Three young men of Palestinian descent who were in Burlington for a Thanksgiving holiday gathering were shot and injured — one seriously — near the University of Vermont, police said Sunday. Authorities said the attack may have been a hate crime.
Police are searching for the shooting suspect after the attack, which occurred at about 6:25 p.m. Saturday near the UVM campus, Burlington Police Chief Jon Murad said.
Two of the men are in stable condition and the other suffered “much more serious injuries,” Murad said Sunday. The three, all age 20, were visiting the home of one of the victim’s relatives and were walking when they were confronted by a white man with a handgun.
“Without speaking, he discharged at least four rounds from the pistol and is believed to have fled,” Murad said in a news release. “All three victims were struck, two in their torsos and one in the lower extremities.”
Murad said all three men are of Palestinian descent and expressed deepest sympathies for the men and their families. Two are U.S. citizens and one is a legal resident. Two of the men were wearing the black-and-white Palestinian keffiyeh scarves.
Murad said there is no additional information to suggest a motive.
“In this charged moment, no one can look at this incident and not suspect that it may have been a hate-motivated crime. And I have already been in touch with federal investigatory and prosecutorial partners to prepare for that if it’s proven,” he said in a news release.
He added, “The fact is that we don’t yet know as much as we want to right now. But I urge the public to avoid making conclusions based on statements from uninvolved parties who know even less.”
Earlier Sunday, the American-Arab Anti-Discrimination Committee released a statement saying that the victims were Palestinian American college students and that there is “reason to believe this shooting occurred because the victims are Arab.”
It said a man shouted and harassed the victims, who were conversing in Arabic, then proceeded to shoot them.
The FBI said it is aware of the shootings.
“If, in the course of the local investigation, information comes to light of a potential federal violation, the FBI is prepared to investigate,” Sarah Ruane, an FBI spokesperson based in Albany, New York, said in a statement.
The White House said that President Joe Biden was briefed on the shooting and will continue to receive updates as law enforcement gathers more information.
The Council on American-Islamic Relations said in a statement that it has offered a $10,000 reward for information leading to an arrest or conviction of the person or people responsible for the shootings.
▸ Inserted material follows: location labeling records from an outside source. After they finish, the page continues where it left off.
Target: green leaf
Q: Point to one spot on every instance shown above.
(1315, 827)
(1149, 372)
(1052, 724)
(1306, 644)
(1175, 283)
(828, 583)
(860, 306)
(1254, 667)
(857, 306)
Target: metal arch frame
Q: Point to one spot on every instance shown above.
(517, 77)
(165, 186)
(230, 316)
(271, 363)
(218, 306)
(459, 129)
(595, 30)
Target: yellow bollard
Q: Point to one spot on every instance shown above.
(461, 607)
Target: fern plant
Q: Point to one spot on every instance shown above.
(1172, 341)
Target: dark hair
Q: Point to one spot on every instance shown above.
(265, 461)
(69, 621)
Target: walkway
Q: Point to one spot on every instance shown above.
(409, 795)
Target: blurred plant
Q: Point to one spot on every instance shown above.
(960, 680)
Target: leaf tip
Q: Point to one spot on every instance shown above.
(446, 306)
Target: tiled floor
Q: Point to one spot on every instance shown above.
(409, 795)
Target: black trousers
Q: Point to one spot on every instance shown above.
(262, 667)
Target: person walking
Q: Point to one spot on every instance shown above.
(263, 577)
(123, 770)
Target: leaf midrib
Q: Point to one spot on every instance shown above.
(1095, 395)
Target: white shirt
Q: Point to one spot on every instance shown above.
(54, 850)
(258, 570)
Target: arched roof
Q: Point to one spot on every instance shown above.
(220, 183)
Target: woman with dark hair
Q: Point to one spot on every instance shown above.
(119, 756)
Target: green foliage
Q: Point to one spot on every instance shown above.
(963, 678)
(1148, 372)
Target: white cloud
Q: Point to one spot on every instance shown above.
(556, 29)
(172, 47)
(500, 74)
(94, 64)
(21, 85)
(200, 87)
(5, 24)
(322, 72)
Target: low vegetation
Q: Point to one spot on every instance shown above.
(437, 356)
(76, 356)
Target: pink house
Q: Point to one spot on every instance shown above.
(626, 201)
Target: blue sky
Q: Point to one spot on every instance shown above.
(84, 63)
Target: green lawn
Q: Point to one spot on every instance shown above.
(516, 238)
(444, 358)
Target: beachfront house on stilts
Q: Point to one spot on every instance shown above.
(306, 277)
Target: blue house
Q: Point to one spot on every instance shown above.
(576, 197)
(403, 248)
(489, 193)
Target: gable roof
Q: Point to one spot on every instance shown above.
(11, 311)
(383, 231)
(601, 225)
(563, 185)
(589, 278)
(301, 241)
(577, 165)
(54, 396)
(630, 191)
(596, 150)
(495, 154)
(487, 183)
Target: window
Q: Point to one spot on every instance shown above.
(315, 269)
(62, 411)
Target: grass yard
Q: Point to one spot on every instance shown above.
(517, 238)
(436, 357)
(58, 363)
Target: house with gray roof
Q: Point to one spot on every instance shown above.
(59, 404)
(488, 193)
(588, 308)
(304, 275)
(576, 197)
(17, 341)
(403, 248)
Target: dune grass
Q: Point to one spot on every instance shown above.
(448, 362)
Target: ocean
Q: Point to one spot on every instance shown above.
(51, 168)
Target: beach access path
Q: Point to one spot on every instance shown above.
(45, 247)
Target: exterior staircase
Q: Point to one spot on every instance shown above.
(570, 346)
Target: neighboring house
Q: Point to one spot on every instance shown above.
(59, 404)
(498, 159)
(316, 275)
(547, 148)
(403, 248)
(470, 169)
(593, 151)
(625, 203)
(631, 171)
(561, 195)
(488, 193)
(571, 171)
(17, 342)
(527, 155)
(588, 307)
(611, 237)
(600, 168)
The Institute for Middle East Understanding provided a statement on X, formerly known as Twitter, that it described as being from the families of the victims.
“We are extremely concerned about the safety and well-being of our children,” it said. “We call on law enforcement to conduct a thorough investigation, including treating this as a hate crime. We will not be comfortable until the shooter is brought to justice.”
In response to the shooting, U.S. House Minority Leader Hakeem Jeffries encouraged people to “unequivocally denounce the startling rise of anti-Arab hate and Islamophobia in America.”
“No one should ever be targeted for their ethnicity or religious affiliation in our country,” the New York Democrat said in the statement posted on X. “We will not let hatred win.”
Sen. Bernie Sanders, the Vermont Independent, also denounced the shooting.
“It is shocking and deeply upsetting that three young Palestinians were shot here in Burlington, VT. Hate has no place here, or anywhere. I look forward to a full investigation,” Sanders said in a statement.
Burlington Mayor Miro Weinberger said that any indication that the shooting could have been motivated by hate is “chilling.”
Gov. Phil Scott called it a tragedy, calling on the state’s residents to unite and “not let this incident incite more hate or divisiveness.”
The Vermont-New Hampshire chapter of Jewish Voice For Peace, which has urged an end to the Israel-Hamas war, released a statement saying it was “appalled by the shooting.”
“We are in solidarity with the students, their families and all those affected by this clear act of hate,” the organization said Sunday. “We are in solidarity with all Palestinian people in occupied Palestine, around the world, and here in Vermont — and we are committed to creating a Vermont that is safe and welcoming for all.”
The American Jewish Committee, an advocacy organization for Jewish people worldwide, also said via X it was “horrified” by the attack and urged “law enforcement to investigate this act as a possible hate crime.”
Demonstrations have been widespread and tensions are escalating in the U.S. as the death toll rises in the Israel-Hamas war. A fragile cease-fire between Israel and Hamas was back on track Sunday as the militants freed more hostages and Israel released 39 Palestinian prisoners, all young men. It’s the third exchange under a four-day truce deal.